Not all artifacts were created equal.
Not all artifacts were created equal. Some have artistic, anthropological or historical significance, but often our most valued artifacts are items that are only important to you.
Souvenirs, keepsakes and memorabilia.
Souvenirs are markers. There are mass produced souvenirs like tiny pewter Eiffel Towers or spoons with country flags and tiny illustrations and place names on them. There are bigger souvenirs like T-shirts and hats, velvet paintings and hand carved masks and figurines.
The most common, personal and valuable souvenirs are often photographs that you took yourself – they’re generally not very original – with loved ones standing in front of historical monuments or graduating, getting married, holding a new baby; or simply doing something that is typical and reminiscent of them. People create scrapbooks, photo albums, and Facebook profiles full of these. Most of our vacation photos are not valuable to anyone but us.

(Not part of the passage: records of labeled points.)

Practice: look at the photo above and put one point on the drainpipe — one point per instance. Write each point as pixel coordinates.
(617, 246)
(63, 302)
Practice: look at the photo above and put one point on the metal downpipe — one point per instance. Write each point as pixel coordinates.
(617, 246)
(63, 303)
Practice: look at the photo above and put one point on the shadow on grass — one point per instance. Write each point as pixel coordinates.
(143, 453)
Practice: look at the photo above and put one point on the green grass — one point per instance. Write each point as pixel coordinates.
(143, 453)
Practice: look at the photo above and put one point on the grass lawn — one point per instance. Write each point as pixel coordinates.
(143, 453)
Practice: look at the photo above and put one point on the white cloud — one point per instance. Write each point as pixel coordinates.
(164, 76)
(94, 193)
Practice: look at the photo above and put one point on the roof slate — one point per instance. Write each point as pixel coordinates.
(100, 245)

If you are a professional or dedicated amateur photographer, you may take vacation photos of exceptional beauty or intrigue that may end up getting published in professional venues, being sold in art shows; or just hanging on the living room walls of friends or relatives. Some photos of significant events or celebrities even have historical significance.
More importantly, all the photos that you deem worthy of keeping or mounting are meaningful to you. They commemorate a moment in time, often a joyous one. When you look at them, they stir those memories and bring those feelings back to the surface, however fleetingly. They help you remember the faces of friends or loved ones who have died or who you haven’t seen in a long time.
Souvenirs can be almost anything – a pebble or seashell, a pack of matches or a pen with a hotel logo. You may not even have intended them as souvenirs when you picked them up, but as the longer they survive, the more likely they are to gain significance. A cheap plastic hairclip that your mother gave you, can be modified over the course of time. The type of plastic becomes celebrated as “French ivory,” the person who gave it to you passes away, and before you know it, it has become an artifact of considerable personal import.
Time can turn sows’ ears into silk purses. And conversely, it can steal the meaning or importance from objects that once meant something. If you collect a hundred items over the course of twenty years, all but a few of them will lose significance by the end of that time.
Who among us hasn’t at some point asked themselves, “Why was I keeping that?”
Other times, you’ll know full well why you kept it, but find that those reasons have become less important. If you keep ten souvenirs from an old job, or ten paintings you were once proud of having created, or ten craft items that your children made while they were in school, you’ll find yourself winnowing down that collection. It just takes one item to perform the function you require of it (like jogging your memory or reigniting your sense of pride). So you end up keeping only the most durable, or the most special of those items, and all the rest get reluctantly thrown away or sold, passed along or donated.
Very few items have an intrinsic value that translates to cash in pocket. If you own an original Fabergé egg, chances are the sentimental value will be secondary to the investment value. You may love it because it’s beautiful, but its financial value is always the most important consideration. A Fabergé egg may be a keepsake – and is certainly an artifact – but is probably one that has its own shrine and should be ethically donated to a museum.
I have a collection of ticket stubs from concerts I attended. Other popular music lovers may be quite intrigued by my collection, but no-one is likely to pay me for them.
In a world that is growing increasingly virtual and transient, people tend to collect fewer artifacts – which makes the ones that are saved all the more significant and valuable. Once they're gone, it's incredibly difficult, if not impossible, to get them back.